Further, I have come to greatly appreciate the easy access and consistent exposure that I am allowed with the physician and midlevel providers at my facility. Such an environment is designed exquisitely for functioning to supply the full spectrum of opportunities intended within the environment of the Longitudinal Integrated Curriculum.”

The FARM program has successfully completed two cohorts of students and is expanding in sites and number of students. With continued administrative support, the program is well positioned to provide in-depth rural medicine education. Oversight of the FARM program and students is multi-layered. Monthly meetings with the FARM director and co-director with hospital/clinic administrators at each site occur via teleconference. The FARM steering committee (representatives from the Department of Family Medicine, Student Affairs, and office of Medical Student Education) meets monthly to discuss and review the monthly teleconferences, student performance and requirements, and other student concerns. In addition the clerkship directors meet via another teleconference with the FARM site coordinators to review student performance and address concerns and expectations on a monthly basis. Clerkship directors are also expected to make in-person FARM site visits once a year. The South Dakota Governors Primary Care Task Force is a major stakeholder and receives regular updates on the program.

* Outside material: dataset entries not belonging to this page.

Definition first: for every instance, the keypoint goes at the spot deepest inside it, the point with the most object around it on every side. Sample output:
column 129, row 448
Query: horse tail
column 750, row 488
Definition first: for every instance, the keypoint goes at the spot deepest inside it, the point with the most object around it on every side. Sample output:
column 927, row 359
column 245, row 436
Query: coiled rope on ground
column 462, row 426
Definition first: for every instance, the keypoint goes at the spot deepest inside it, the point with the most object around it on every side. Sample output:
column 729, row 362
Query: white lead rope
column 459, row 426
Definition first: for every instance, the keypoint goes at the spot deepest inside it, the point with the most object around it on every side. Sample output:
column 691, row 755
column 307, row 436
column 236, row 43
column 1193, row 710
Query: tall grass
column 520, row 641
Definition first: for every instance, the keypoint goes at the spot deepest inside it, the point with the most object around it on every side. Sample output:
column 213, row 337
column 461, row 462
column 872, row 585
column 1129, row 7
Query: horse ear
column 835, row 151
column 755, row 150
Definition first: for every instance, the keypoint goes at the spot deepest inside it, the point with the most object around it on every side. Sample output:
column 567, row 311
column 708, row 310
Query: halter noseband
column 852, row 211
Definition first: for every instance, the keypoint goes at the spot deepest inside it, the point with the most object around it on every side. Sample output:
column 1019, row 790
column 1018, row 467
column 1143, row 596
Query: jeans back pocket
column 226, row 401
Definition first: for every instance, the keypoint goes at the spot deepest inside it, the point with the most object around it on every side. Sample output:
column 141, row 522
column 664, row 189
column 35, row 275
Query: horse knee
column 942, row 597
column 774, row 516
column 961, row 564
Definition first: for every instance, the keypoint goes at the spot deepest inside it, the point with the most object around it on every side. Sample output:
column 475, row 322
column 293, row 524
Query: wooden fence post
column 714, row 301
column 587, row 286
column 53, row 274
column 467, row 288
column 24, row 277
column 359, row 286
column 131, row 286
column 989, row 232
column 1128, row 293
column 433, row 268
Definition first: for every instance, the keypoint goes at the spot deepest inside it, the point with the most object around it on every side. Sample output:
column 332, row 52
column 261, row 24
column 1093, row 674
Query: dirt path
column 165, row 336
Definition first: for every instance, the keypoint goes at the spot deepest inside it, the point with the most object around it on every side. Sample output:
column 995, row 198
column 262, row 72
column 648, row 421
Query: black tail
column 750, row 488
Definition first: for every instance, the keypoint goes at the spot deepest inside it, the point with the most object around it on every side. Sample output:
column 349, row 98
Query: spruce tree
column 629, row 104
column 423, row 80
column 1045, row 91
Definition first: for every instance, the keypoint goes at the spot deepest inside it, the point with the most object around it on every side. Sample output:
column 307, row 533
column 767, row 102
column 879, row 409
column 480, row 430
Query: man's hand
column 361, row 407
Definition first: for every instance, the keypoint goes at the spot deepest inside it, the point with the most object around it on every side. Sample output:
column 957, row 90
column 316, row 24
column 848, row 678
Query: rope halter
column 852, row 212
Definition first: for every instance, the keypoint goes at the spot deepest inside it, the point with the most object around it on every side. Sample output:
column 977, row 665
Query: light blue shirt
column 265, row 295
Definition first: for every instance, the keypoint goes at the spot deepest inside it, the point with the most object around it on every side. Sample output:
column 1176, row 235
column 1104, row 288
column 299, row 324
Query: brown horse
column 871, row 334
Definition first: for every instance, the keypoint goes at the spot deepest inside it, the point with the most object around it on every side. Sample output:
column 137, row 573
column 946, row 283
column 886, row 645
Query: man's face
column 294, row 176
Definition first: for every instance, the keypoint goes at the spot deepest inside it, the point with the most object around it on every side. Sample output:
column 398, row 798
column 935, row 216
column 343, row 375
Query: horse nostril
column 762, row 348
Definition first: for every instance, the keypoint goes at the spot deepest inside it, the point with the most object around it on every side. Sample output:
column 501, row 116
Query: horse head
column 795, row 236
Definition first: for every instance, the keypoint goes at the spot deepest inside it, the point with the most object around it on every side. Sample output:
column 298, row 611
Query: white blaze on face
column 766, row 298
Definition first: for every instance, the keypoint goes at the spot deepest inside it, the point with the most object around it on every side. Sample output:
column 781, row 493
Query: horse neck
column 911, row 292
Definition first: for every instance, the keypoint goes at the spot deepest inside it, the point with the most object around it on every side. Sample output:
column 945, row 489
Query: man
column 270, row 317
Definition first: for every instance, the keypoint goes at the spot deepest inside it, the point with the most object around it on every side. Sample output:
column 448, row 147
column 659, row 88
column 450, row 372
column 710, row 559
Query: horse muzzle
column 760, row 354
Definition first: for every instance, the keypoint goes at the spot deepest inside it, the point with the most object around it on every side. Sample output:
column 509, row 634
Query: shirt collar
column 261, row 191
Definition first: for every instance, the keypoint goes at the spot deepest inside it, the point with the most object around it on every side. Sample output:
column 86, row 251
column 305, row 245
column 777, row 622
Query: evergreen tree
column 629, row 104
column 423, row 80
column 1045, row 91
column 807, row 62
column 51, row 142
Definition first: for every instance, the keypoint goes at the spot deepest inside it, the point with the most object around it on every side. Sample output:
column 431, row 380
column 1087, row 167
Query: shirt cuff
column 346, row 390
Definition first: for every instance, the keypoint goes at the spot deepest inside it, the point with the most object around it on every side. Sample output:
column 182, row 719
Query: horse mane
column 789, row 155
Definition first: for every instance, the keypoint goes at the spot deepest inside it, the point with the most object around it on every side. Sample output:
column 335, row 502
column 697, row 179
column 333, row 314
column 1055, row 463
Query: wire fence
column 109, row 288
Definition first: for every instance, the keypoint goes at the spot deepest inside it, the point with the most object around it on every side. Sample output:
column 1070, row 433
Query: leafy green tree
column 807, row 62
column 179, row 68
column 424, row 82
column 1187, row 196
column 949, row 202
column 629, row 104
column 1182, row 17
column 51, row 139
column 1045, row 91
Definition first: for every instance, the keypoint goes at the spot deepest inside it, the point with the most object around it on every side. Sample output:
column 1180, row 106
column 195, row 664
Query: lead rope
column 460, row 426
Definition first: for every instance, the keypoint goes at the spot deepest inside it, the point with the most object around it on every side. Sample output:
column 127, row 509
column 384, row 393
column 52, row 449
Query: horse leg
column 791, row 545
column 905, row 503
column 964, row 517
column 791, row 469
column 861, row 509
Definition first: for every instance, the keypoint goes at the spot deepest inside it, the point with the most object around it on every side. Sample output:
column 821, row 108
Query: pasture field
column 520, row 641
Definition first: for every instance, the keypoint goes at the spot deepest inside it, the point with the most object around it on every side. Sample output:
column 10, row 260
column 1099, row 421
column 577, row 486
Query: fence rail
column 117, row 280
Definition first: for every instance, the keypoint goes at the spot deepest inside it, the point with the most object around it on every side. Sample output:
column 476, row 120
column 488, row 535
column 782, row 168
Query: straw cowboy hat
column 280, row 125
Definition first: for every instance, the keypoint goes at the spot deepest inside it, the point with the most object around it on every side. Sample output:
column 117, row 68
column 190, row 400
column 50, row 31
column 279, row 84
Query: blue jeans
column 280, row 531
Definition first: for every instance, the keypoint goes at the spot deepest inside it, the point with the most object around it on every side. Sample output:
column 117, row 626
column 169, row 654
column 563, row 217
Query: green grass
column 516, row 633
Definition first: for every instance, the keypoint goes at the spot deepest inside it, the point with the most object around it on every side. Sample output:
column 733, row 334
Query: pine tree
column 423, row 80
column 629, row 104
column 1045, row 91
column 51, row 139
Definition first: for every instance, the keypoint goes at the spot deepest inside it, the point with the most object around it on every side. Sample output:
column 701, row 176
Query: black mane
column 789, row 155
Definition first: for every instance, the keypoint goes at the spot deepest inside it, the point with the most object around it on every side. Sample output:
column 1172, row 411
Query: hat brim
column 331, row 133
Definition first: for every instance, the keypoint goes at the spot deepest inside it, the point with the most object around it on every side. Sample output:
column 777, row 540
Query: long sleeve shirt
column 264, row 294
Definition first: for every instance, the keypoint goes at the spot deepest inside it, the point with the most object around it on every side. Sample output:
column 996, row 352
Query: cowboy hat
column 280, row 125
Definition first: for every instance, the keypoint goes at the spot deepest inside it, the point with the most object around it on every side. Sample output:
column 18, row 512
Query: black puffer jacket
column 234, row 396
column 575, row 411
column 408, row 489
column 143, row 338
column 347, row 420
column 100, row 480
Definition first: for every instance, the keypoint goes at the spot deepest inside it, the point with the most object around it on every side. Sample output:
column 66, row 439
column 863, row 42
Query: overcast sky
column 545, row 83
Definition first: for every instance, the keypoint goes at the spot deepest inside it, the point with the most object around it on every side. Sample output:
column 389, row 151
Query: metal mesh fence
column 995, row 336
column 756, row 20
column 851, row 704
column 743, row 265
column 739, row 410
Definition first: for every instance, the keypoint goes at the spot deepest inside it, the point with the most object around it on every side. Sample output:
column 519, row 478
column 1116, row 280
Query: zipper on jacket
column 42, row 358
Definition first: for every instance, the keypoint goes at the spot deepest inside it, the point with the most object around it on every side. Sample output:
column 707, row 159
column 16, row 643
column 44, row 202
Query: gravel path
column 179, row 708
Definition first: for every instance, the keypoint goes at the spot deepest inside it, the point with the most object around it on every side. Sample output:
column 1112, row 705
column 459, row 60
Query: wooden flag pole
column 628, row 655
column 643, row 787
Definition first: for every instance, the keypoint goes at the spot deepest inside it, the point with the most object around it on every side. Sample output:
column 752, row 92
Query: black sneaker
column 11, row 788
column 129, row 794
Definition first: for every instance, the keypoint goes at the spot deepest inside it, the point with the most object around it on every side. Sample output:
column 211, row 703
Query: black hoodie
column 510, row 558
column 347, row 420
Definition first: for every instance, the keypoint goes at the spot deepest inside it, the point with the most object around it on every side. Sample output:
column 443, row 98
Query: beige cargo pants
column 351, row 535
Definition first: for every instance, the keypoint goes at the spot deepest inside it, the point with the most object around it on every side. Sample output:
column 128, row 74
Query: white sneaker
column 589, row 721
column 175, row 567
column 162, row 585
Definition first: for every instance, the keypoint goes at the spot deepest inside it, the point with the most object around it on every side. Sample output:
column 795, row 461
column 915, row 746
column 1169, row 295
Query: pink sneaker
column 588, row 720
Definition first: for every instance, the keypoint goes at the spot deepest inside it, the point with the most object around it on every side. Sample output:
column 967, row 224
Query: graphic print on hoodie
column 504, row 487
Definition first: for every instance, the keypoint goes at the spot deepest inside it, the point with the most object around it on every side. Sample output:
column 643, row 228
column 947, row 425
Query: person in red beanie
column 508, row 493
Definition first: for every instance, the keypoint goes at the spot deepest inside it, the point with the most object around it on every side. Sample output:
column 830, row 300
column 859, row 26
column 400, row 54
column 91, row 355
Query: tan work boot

The first group of FARM faculty participated in an STFM “On the Road” faculty development workshop. Subsequent FARM faculty development sessions occur during the SDAFP Winter Seminar. In 2012 the South Dakota State Legislature appropriated funding to establish and support the FARM program. The sites provide housing in the community at no charge to the students. The hospital systems further provide some free meals, study space, and on-call space for the students. Our educational stakeholders are committed to the concept and success of the program. Through this experience and collaboration, FARM futures look bright for years to come.